05/05/2003 10h16 – Atualizado em 05/05/2003 10h16
O Sinpetro/Ms divulga nota oficial sobre a atuação da Gaeco, na fiscalização do processo de comercialização de combustível em Mato Grosso do Sul.
Leia abaixo a integra da Nota:
O Sindicato do Comércio Varejista de Combustíveis Automotivos, Lubrificantes e Lojas de Conveniência do Estado de Mato Grosso do Sul – Sinpetro/MS vem a público manifestar sua posição sobre o trabalho do Grupo de Atuação Especial de Repressão ao Crime Organizado – Gaeco, que, em parceria com a Agência Nacional de Petróleo – ANP, têm fiscalizado todo processo de comercialização de combustível em Mato Grosso do Sul.
O trabalho é necessário, principalmente pelo fato de procurar garantir os direitos dos consumidores, que não podem, em hipótese alguma, serem lesados, ludibriados, e prejudicados moral e economicamente e para isso existe a fiscalização em seus vários âmbitos.
Ao mesmo tempo, essa ação quando efetivamente constata irregularidade, reverte também em benefício para a própria classe empresarial, pois somos favoráveis apenas à concorrência leal.
Entretanto, preocupa-nos os reflexos da ação neste sentido, pois é preciso haver cuidado para não generalizar e não rotular todo um segmento. Vale lembrar aqui episódio recente em que o presidente do Supremo Tribunal Federal, ministro Marco Aurélio de Farias Mello, diante das duras críticas do presidente Luiz Inácio Lula da Silva, que disse, sobre o Poder Judiciário: “…é preciso saber como funciona a caixa preta desse Poder que se considera intocável”, respondeu, em nota oficial: “… situações isoladas, reveladoras de desvios de conduta, são alvo de rigorosa apuração”. O ministro disse também, em entrevista à imprensa, que “todos os segmentos têm suas mazelas”.
Além disso, é preciso ter também o cuidado para não julgar e condenar ninguém antecipadamente. Expor pessoas e empresas, acusadas de cometer crimes, é algo bastante delicado, que pode provocar seqüelas irreparáveis em caso de alguma injustiça.

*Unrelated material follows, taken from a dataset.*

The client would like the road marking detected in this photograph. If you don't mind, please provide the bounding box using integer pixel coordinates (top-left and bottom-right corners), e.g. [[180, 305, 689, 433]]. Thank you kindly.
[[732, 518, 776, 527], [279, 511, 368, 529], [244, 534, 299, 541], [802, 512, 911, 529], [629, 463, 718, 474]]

Nas últimas semanas, aliás, o mercado de combustível tem estado quase que diariamente nos meios de comunicação por motivos nada agradáveis, ora, por reivindicar maior segurança para os postos revendedores de combustíveis, que têm sido assaltados praticamente todos os dias, sem que providências eficazes sejam tomadas; ora estamos reivindicando a redução da alíquota do ICMS sobre o óleo diesel, de 17% para 12%, equiparando-se a Estados vizinhos como São Paulo, Paraná e outras regiões do País; ora também para pedir a redução do valor da pauta dos combustíveis que serve de parâmetro para o Governo do Estado cobrar o ICMS (a pauta prevê valores acima dos preços praticados no Estado) e, além desses e outros entraves ao bom desempenho do mercado, o qual é fundamental para impulsionar a vida na cidade e no campo, lamentamos profundamente mais esse episódio de fraude na composição de combustível em alguns estabelecimentos de nossa cidade e de nosso Estado.
Gostaríamos porém de salientar que no nosso entender, “comercializar produtos fora das especificações legais”, é revender produtos que, após análises laboratoriais, constata-se que suas especificações não se enquadram nos limites definidos pela legislação como sendo um produto bom para seu uso normal, devido alguma alteração em sua composição que demonstre que o produto é impróprio para o uso a que se destina, pois afinal, o consumidor têm o direito de adquirir e o revendedor têm a obrigação de fornecer produto que atenda as especificações legais, sendo que, a exceção dos produtos aditivados, os demais combustíveis comuns têm necessariamente que apresentar uma mesma composição legal e obrigatória, independentemente da distribuidora da dqual foram adquiridos; e, o que a legislação obriga quanto a origem do produto é que seja ela informada ao consumidor e isso pode ser feito de várias formas, principalmente nas bombas medidoras do produto, onde de forma clara se pode identificar ao consumidor a origem de cada produto, pois é dali que sai o combustível revendido e não dos emblemas desta ou daquela distribuidora.
Diante de todo esse quadro, a diretoria do SINPETRO/MS vêm a público também para desejar que a verdade prevaleça e que a tranqüilidade e a transparência nesse comércio, possa sempre reinar.